Last week I attended the ASAB spring conference in Durham. In addition to hearing about some great science and putting a chimp on trial, I was asked to be on a panel about alternative science careers. Of course, my current position as a postdoc is clearly not that ‘alternative’, but my route to where I am now, spending some time working in science communication, is not that common amongst early-career researchers. Other speakers on the panel had a variety of experience, working in the environmental, charitable and zoo sectors, which I hope gave valuable insights into what can be done with a background in ecology and animal behaviour.
I found it fascinating to listen to the stories of the other panellists and the reasons for their career choices, some carefully planned, others entirely serendipitous. We all demonstrated that the simple route up the academic ladder is not the only option. Also, as with many other sectors, you don’t have to have a set career for life, as long as you’re sensible a ‘portfolio career’ is perfectly possible. With the competition for academic jobs getting ever more fierce, this is a good thing. People with PhDs have a vast range of skills and knowledge that can be used in a whole variety of different sectors.

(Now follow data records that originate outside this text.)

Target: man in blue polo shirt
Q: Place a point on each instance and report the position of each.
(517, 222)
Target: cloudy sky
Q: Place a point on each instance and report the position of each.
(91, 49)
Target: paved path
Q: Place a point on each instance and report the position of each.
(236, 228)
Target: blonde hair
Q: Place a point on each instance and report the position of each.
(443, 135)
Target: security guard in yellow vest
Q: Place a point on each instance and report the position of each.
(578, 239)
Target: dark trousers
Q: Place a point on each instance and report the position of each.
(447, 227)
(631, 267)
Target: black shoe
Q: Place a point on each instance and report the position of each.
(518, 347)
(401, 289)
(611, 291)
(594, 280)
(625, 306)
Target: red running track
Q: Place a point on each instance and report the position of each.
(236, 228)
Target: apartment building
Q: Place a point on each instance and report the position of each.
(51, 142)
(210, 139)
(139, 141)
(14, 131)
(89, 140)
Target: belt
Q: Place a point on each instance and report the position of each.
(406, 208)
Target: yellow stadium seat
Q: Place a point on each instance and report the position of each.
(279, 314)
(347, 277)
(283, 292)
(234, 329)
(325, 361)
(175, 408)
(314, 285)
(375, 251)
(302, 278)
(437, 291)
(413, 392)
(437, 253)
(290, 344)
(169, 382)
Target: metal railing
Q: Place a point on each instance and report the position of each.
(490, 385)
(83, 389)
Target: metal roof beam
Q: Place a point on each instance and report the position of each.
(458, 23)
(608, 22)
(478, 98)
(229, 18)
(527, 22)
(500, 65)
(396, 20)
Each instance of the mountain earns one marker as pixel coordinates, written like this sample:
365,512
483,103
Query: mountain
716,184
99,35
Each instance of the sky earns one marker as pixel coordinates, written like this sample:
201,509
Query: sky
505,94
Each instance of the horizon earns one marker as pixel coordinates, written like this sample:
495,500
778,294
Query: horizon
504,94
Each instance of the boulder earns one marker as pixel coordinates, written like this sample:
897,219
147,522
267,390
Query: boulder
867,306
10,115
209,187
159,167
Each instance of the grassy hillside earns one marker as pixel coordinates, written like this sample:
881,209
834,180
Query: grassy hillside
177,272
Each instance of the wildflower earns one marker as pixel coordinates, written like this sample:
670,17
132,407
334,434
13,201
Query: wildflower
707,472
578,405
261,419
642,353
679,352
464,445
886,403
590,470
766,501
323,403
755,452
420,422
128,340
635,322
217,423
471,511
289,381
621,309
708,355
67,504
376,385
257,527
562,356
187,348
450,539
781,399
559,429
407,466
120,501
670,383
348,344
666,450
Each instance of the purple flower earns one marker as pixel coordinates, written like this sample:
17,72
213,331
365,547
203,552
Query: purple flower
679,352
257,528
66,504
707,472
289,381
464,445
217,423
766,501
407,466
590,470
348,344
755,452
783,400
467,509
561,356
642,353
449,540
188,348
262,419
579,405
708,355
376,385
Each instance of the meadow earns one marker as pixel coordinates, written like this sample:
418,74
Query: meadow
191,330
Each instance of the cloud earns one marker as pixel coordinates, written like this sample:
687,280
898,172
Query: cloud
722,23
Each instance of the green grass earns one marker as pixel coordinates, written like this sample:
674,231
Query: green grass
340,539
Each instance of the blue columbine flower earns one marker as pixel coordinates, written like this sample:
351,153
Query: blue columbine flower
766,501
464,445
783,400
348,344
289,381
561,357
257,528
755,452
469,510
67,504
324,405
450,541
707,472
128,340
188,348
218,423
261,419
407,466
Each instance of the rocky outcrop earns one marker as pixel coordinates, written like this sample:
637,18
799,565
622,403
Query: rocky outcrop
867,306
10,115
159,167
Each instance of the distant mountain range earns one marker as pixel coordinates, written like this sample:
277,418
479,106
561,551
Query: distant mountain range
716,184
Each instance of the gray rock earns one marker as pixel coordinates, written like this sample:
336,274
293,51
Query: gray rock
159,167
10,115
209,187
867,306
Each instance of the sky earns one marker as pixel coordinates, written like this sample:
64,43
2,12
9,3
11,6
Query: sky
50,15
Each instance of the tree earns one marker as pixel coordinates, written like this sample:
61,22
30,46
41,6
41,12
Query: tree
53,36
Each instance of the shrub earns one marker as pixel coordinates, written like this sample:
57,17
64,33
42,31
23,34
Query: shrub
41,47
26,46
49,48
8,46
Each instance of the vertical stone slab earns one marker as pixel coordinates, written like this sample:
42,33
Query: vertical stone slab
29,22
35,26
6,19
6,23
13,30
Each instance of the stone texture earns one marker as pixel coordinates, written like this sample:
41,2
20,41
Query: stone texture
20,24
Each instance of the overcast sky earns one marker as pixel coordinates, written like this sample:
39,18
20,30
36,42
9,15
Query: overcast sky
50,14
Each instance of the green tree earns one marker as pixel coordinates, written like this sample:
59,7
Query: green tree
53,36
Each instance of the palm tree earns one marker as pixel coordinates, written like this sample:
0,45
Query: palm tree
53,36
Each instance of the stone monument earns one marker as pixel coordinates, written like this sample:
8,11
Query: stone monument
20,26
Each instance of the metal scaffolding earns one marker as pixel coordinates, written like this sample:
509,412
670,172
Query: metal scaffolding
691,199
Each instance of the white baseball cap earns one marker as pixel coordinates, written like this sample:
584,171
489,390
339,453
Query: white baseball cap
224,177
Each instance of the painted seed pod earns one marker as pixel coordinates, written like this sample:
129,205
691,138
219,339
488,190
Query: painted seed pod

So, all very upbeat. Well, maybe not. One thing that struck me was the way many of us speakers presented our talks. ‘I failed to get a postdoc’. ‘I had to come up with something else to do’. ‘I needed a back-up plan’. The session at times seemed to resemble a group therapy session, because there still seems to be a deeply entrenched idea amongst academics that if you don’t go on to an academic career after your PhD you have failed.
This perception is apparent time and time again. From PhD supervisors who look down on the professional development courses put on for their students because ‘their time is better spent in the lab’ (an actual quotation from a committee meeting) to the ‘leaky pipeline’ metaphor (that some people have ‘leaked out’ of science) there is a group-think that academia is somehow the holy grail.
Why is this the case? I don’t see any of my friends who trained with large, professional firms and then transferred to different sectors worrying that they ‘couldn’t hack it’ with Deloitte or ‘didn’t make it’ at Unilever. They learned skills, they developed, they found a role that interested them and they moved on. They never sound ashamed of themselves. So why does this seem to persist in academia?
Maybe academia is different. At the age of eight I doubt anyone dreamed of being a management consultant, but then did any kid really dream of being a postdoctoral researcher? They may well have known that they were fascinated by science or animals, but that isn’t quite the same thing. Maybe the rewards of an academic career are different – there’s a personal, intrinsic reward that comes from advancing knowledge; but we’re not the only people in the world who get job satisfaction.
Why does it matter? There are plenty of people who have left academia and don’t apologise for their ‘alternative’ career. I worry that if there is a cultural group-think within the sector that people who have gone to do something else are slightly less worthy than those who stay, it becomes a self-perpetuating myth. Those people who want to take a path outside academia can feel awkward about discussing their options with their mentors and peers, and seeking the development opportunities that they need to advance their career. Of course a PhD is training for research and we shouldn’t pretend otherwise, but when someone takes that training and applies it in a new area that doesn’t discredit the system, it reinforces its worth.